Mr Kohberger’s mother, MaryAnn, wrote a letter earlier this year to the Pocono Record, lamenting the violence in Uvalde and elsewhere.

“As I sat this morning, reeling from yet another school shooting, I found myself wrestling with which actions need to be taken to stop all the madness. What is the answer? Gun control measures? Mental health intervention?” she wrote in a letter published on 2 June.

“Then I received a message from my daughter who works as a mental health therapist in New Jersey,” she continued.

“She shared a poem she had written, while in the greatest depths of despair.

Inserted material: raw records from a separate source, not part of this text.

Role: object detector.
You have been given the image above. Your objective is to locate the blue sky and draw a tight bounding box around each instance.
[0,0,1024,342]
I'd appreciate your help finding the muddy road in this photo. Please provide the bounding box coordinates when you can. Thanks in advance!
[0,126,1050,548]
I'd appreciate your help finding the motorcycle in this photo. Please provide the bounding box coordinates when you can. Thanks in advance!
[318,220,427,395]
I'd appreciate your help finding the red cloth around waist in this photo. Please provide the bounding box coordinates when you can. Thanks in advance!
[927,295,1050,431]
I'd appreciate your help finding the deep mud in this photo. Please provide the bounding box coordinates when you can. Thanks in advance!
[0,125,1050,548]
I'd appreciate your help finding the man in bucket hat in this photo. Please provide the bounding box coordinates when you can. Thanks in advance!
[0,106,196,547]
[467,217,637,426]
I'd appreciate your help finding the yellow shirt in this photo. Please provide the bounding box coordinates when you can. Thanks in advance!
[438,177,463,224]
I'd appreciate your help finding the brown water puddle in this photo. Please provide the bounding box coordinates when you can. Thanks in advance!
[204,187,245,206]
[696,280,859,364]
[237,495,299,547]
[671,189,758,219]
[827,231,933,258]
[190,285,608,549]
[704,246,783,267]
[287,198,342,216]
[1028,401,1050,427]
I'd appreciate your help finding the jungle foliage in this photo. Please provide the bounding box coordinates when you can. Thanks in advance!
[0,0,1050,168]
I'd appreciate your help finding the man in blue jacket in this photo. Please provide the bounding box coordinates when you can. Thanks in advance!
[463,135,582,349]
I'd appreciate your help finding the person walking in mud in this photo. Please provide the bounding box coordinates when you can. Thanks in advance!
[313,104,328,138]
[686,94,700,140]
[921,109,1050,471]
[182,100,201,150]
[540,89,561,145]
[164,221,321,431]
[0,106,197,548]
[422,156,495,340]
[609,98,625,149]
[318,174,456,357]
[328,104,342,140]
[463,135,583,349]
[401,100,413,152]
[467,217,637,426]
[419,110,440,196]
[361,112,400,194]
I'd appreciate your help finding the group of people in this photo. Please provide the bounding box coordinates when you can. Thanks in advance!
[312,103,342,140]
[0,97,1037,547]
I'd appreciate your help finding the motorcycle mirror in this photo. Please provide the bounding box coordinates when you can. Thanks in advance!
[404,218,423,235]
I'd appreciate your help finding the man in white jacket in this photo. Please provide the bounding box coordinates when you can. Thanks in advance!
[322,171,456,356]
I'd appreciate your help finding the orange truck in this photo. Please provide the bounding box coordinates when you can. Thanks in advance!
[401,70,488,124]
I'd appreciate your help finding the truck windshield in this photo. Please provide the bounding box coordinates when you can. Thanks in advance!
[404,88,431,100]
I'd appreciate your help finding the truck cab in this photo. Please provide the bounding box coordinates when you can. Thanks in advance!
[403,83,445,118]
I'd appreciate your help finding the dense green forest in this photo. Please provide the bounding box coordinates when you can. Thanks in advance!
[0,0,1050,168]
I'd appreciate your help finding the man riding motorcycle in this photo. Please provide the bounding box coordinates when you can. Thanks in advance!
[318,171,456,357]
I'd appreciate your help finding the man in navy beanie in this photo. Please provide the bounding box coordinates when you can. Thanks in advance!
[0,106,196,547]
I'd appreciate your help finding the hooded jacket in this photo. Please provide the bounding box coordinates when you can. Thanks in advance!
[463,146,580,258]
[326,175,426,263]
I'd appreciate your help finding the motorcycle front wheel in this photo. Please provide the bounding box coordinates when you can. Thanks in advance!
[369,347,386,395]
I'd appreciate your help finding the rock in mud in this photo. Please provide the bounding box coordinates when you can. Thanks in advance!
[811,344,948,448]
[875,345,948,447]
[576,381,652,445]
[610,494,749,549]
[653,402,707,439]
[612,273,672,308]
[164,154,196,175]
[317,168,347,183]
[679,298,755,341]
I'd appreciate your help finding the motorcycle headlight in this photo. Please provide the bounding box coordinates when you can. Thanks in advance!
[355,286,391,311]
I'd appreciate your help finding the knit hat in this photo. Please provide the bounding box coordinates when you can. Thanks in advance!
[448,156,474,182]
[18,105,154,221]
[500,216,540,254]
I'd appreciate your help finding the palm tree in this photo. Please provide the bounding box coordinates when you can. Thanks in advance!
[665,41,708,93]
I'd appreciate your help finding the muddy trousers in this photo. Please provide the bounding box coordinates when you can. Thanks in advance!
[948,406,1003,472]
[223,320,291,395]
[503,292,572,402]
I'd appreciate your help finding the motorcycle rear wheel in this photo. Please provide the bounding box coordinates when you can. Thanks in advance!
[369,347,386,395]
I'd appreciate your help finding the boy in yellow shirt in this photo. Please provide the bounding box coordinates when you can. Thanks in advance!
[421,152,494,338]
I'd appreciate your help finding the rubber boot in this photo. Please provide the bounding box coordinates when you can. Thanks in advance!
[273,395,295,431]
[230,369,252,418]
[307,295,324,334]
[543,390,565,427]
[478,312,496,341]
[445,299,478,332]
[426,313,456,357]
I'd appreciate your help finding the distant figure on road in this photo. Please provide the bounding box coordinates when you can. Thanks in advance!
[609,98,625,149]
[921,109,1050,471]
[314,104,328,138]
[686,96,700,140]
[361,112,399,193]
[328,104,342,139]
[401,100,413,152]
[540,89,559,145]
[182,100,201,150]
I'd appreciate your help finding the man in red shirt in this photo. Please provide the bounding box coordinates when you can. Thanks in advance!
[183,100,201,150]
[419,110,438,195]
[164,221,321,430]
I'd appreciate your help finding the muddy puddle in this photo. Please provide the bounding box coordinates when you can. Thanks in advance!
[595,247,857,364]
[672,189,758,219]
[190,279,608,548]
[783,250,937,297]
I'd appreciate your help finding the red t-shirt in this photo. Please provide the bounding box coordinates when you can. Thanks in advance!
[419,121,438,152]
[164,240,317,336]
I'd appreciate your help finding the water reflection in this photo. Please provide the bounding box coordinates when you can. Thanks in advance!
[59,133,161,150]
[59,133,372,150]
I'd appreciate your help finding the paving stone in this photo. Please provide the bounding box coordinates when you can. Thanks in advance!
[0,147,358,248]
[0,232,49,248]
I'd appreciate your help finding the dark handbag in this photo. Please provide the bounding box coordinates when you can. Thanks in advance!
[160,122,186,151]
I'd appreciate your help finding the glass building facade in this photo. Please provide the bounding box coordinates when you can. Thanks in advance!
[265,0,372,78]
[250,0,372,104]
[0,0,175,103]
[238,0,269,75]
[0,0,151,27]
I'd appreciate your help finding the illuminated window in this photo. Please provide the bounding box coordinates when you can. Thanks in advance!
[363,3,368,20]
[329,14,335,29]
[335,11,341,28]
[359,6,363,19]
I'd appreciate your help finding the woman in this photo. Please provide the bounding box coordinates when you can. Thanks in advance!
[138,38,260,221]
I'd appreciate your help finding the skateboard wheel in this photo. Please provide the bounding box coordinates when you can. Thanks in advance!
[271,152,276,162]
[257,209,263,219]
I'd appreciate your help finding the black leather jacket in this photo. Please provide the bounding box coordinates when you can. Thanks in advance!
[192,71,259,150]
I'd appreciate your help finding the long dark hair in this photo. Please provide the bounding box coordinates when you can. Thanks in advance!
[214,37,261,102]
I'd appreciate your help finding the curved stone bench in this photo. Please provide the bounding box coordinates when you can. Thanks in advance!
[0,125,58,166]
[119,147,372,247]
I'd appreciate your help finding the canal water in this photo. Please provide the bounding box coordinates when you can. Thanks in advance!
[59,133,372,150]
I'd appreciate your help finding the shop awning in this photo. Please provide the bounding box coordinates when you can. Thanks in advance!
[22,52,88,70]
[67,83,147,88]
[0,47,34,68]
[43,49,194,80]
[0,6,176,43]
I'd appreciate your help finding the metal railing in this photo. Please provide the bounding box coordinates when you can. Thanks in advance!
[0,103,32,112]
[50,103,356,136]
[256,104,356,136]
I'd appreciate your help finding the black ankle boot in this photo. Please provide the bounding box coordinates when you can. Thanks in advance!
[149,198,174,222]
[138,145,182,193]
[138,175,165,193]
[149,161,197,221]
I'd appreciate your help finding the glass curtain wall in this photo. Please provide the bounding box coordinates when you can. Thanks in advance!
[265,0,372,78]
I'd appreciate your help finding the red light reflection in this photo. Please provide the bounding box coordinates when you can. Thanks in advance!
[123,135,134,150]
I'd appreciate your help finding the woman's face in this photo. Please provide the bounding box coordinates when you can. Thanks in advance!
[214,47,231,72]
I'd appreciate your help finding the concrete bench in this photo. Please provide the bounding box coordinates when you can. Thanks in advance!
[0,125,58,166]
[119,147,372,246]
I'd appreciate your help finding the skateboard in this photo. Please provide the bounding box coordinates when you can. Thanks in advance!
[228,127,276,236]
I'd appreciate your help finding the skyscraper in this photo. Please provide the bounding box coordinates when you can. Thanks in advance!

“It shook me to my core, and I felt the need to share it:

May 24th, 2022 Uvalde, Texas, written by Melissa Kohberger

Bereft of their laughter

There is now not a sound

As we lower our children into the ground

Small hands and feet

Buried six feet deep into the earth of the world that failed them.

“As I read the poem, I thought, whatever the solution, I pray we consider the children before the gun,” Ms Kohberger wrote.

Ethan Chapin, 20, Madison Mogen, 21, Xana Kernodle, 20, and Kaylee Goncalves, 21, were killed on Sunday (Instagram)
Ethan Chapin, 20, Madison Mogen, 21, Xana Kernodle, 20, and Kaylee Goncalves, 21, were killed on Sunday (Instagram)

While working security at Pleasant Valley, Bryan Kohberger was hailed by the same newspaper for his actions in helping a colleague suffering a medical emergency.

The Independent has contacted DeSales University and the Pleasant Valley school district for comment.

Messages left with the Kohberger family were not immediately returned.

Police raid suspect’s home

Hours after law enforcement arrested Mr Kohberger in Pennsylvania, officers executed a search warrant on an apartment in Pullman the Washington-Idaho border where the suspect had been living, according to Fox News.

Investigators in several unnarked vehicles arrived at the address at 7.30am, neighbours told Fox News.

The scene was cordoned off with police tape as officers entered the property. Prosecutor Bill Thompson, from Latah County, Idaho, was among the investigators who searched the property.

Police in Moscow are not yet commenting on the arrest or the raids.

A case that gripped a nation and puzzled police

The murders baffled law enforcement, with investigators unable to identify a suspect or locate a murder weapon for a month and a half.

The first significant breakthrough came when police sought the public’s help in locating a white sedan spotted near the scene of the salyings.

The Moscow Police Department has said it received more than 13,000 phone tips related to the case, in addition to thousands of submissions through its website.